= Recognition of same-sex unions in Tuvalu =

SSM

Tuvalu does not recognise same-sex marriage, civil unions or any other form of recognition for same-sex couples. In 2023, the Constitution of Tuvalu was amended to ban same-sex marriage.

==Legal history==

===Background===
Tuvaluan law prohibits consensual, private sexual relations between men with up to fourteen years' imprisonment, although the law, introduced during the British colonial period, has never been enforced. While there is some protection from discrimination on the basis of sexual orientation, societal attitudes toward same-sex unions and homosexuality are generally negative.

===Restrictions===
The Marriage Act (Chapter 22.25; Tulafono Lasi i te Faiga o Āvaga, /tvl/) does not expressly prohibit the recognition of same-sex unions. However, it generally refers to married spouses as "husband" and "wife". The act was amended in 2015 and 2021, but the Parliament of Tuvalu did not introduce an explicit definition of marriage or expressly ban same-sex marriages. Civil unions, which would offer some of the rights and benefits of marriage, are likewise not recognised in Tuvalu. As a result, same-sex couples do not have access to the legal rights, benefits and obligations of marriage, including protection from domestic violence, adoption rights, tax benefits and inheritance rights, among others.

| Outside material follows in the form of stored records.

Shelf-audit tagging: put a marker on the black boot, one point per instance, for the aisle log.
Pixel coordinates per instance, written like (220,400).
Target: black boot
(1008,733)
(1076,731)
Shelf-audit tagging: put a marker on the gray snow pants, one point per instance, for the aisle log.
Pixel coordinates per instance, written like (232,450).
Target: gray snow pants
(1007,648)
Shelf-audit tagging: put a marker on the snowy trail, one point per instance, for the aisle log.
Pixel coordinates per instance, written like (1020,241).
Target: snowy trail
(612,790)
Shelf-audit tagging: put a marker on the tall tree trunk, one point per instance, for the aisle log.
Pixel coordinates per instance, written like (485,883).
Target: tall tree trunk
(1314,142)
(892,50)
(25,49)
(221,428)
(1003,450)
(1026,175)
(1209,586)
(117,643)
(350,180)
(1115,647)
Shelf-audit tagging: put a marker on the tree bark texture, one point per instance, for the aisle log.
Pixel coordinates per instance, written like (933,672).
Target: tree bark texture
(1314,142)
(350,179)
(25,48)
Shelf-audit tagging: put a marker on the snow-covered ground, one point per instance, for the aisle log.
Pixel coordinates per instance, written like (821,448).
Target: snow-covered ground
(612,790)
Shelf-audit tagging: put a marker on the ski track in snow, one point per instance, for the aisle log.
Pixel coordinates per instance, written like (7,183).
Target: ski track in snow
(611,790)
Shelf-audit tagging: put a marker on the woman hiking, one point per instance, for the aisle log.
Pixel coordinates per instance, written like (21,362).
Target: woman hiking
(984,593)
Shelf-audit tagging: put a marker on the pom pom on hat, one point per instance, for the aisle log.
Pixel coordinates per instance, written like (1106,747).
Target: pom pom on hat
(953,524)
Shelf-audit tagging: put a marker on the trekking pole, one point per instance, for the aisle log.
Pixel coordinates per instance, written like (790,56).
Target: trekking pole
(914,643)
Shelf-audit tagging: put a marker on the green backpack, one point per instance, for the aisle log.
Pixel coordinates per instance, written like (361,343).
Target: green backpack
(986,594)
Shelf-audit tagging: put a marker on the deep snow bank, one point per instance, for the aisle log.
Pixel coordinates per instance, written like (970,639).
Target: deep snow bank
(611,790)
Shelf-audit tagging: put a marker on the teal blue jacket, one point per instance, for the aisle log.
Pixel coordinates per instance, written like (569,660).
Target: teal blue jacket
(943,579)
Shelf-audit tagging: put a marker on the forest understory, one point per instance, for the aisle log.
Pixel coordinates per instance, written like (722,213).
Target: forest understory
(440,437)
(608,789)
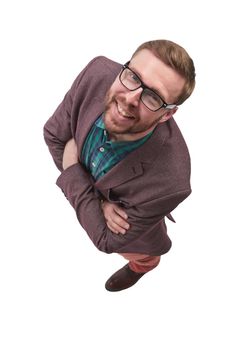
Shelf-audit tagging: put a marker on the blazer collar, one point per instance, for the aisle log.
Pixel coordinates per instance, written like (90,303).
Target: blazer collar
(132,165)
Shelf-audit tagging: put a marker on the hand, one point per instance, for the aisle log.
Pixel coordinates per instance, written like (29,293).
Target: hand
(115,217)
(70,155)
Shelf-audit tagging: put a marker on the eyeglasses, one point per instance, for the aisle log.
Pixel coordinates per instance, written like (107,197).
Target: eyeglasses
(150,98)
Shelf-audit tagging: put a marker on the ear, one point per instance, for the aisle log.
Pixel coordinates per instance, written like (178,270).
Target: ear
(168,114)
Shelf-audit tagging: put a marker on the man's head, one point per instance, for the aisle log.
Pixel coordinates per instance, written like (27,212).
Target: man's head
(159,76)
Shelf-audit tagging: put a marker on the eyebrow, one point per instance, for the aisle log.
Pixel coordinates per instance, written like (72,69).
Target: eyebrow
(151,88)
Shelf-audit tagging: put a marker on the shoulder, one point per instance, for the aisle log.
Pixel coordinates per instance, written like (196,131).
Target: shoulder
(97,76)
(174,159)
(102,67)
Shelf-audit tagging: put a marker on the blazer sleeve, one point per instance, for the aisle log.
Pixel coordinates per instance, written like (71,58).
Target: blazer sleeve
(78,187)
(61,127)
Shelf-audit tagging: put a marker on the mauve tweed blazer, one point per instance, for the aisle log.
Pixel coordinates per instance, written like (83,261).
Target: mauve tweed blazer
(149,183)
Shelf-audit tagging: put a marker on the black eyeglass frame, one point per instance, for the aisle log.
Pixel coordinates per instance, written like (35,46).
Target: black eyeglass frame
(143,86)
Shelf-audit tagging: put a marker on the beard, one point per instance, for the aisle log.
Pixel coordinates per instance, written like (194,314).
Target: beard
(126,128)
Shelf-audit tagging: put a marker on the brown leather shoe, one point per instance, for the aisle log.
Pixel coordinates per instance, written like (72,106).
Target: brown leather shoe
(122,279)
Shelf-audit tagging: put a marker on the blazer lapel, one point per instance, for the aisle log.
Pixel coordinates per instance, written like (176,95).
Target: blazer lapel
(87,120)
(133,165)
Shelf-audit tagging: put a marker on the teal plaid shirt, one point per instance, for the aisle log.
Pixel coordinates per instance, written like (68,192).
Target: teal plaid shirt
(99,154)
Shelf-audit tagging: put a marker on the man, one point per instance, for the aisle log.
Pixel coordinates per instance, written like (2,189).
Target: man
(124,163)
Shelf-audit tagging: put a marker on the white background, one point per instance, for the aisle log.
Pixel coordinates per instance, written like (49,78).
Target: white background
(52,277)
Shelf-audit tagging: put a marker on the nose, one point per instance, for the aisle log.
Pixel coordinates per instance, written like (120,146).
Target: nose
(133,97)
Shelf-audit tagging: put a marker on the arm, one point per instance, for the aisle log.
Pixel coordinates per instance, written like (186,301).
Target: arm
(78,187)
(61,126)
(114,215)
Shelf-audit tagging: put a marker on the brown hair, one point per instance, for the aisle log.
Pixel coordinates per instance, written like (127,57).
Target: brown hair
(175,57)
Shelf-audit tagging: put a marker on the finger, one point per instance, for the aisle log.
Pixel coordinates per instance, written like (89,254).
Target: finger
(115,228)
(112,228)
(117,220)
(121,212)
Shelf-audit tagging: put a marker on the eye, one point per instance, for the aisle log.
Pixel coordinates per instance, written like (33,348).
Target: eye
(133,77)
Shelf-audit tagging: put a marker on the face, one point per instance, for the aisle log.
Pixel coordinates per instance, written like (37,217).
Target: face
(126,117)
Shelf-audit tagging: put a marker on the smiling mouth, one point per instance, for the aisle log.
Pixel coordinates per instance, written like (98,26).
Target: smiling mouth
(123,113)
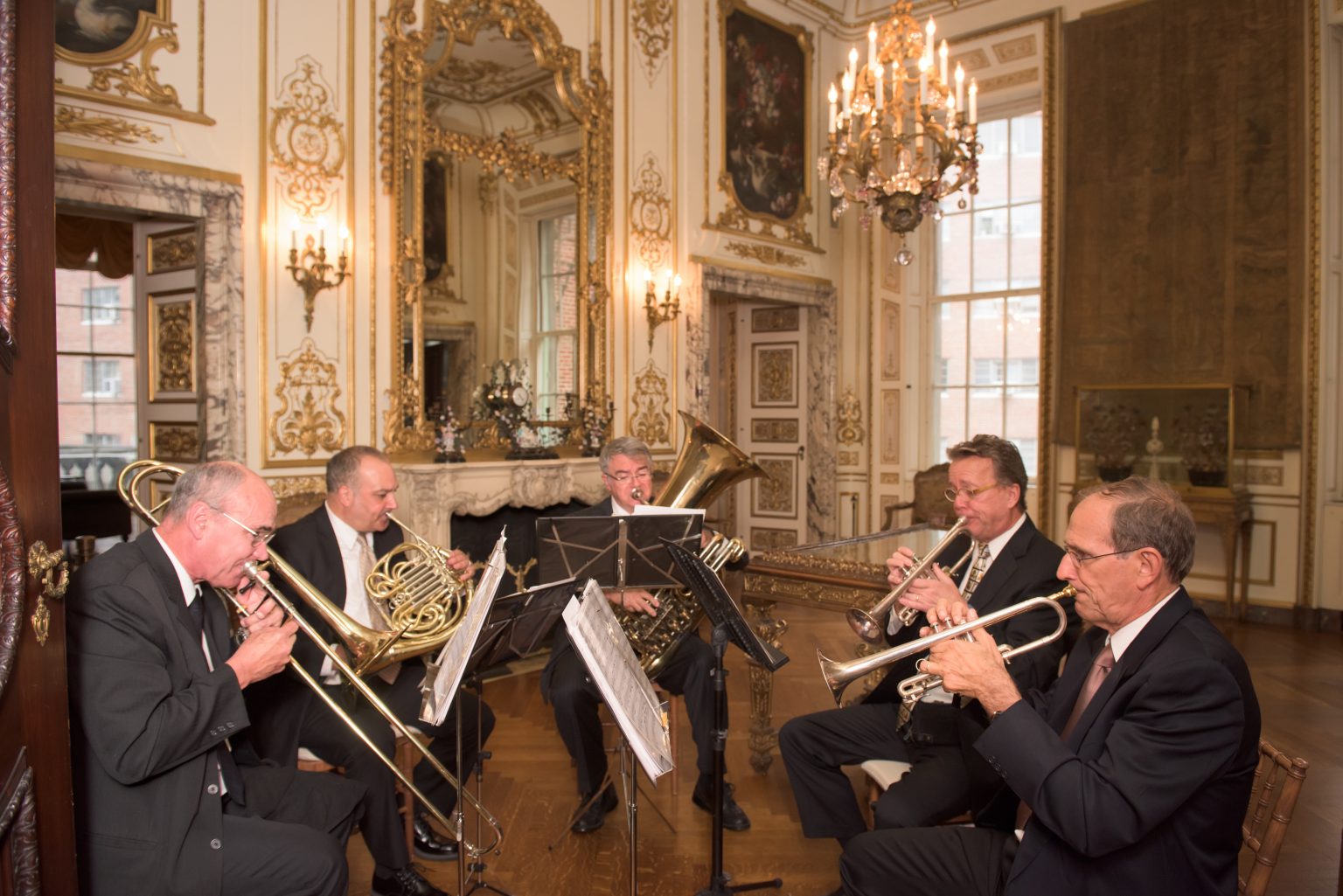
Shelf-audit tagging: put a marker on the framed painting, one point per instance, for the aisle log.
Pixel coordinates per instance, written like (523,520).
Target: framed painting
(766,107)
(98,34)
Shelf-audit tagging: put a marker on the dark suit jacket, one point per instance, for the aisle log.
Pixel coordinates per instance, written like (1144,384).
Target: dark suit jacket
(278,705)
(1149,791)
(1026,567)
(147,715)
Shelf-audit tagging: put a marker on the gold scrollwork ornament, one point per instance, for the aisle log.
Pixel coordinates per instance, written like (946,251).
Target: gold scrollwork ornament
(52,573)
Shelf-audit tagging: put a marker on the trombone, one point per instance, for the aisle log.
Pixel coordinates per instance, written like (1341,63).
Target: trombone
(839,675)
(128,488)
(866,623)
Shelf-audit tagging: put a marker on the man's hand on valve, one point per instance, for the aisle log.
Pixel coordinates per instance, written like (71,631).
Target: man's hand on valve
(972,668)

The Constitution of Tuvalu previously did not define marriage as being between "a man and a woman". In July 2020, the Parliament established a committee tasked with modifying the Constitution. There were discussions on according legal rights to LGBT people, though the legalization of same-sex marriage was largely rejected as "taboo". A draft constitutional amendment, which would define marriage in heterosexual terms, was published on 12 December 2022. The amendments were approved unanimously by Parliament in September 2023, and went into force on 1 October 2023. Article 43(2) states:

Under this Constitution every person has the following fundamental duties and responsibilities to themselves, their dependents, and others [...] to uphold the Christian principles of a family unit, which shall comprise a marriage as between a man and a woman to the exclusion of all others, and their offspring as the foundation of the Tuvaluan society

==Historical and customary recognition==
While there are no records of same-sex marriages being performed in Tuvaluan culture in the way they are commonly defined in Western legal systems, local communities recognize identities and relationships that may be placed on the LGBT spectrum. Similarly to many other Polynesian societies, Tuvalu recognises a third gender structure known as pinapinaaine (/tvl/; or pina for short). The term refers to individuals whose sex is assigned male at birth, but who embody female gendered behaviours. It is likely that "they have always existed" in Tuvalu, though their cultural role has been shaped by the Western introduction of "conservative Christian morality", leading pinapinaaine to experience social marginalisation and discrimination today. In Samoa, such individuals are known as faʻafafine and are considered an integral part of society. Historically, if they wished to marry and have children, they would marry women, thus creating the possibility for marriages between two female-presenting individuals to be performed in Samoan culture.

==Religious performance==
The largest religious denomination in Tuvalu is the Church of Tuvalu, which accounts for about 86% of the population according to the 2022 census. The Church does not allow its ministers to officiate at same-sex marriages, though it has remained largely silent on the issue.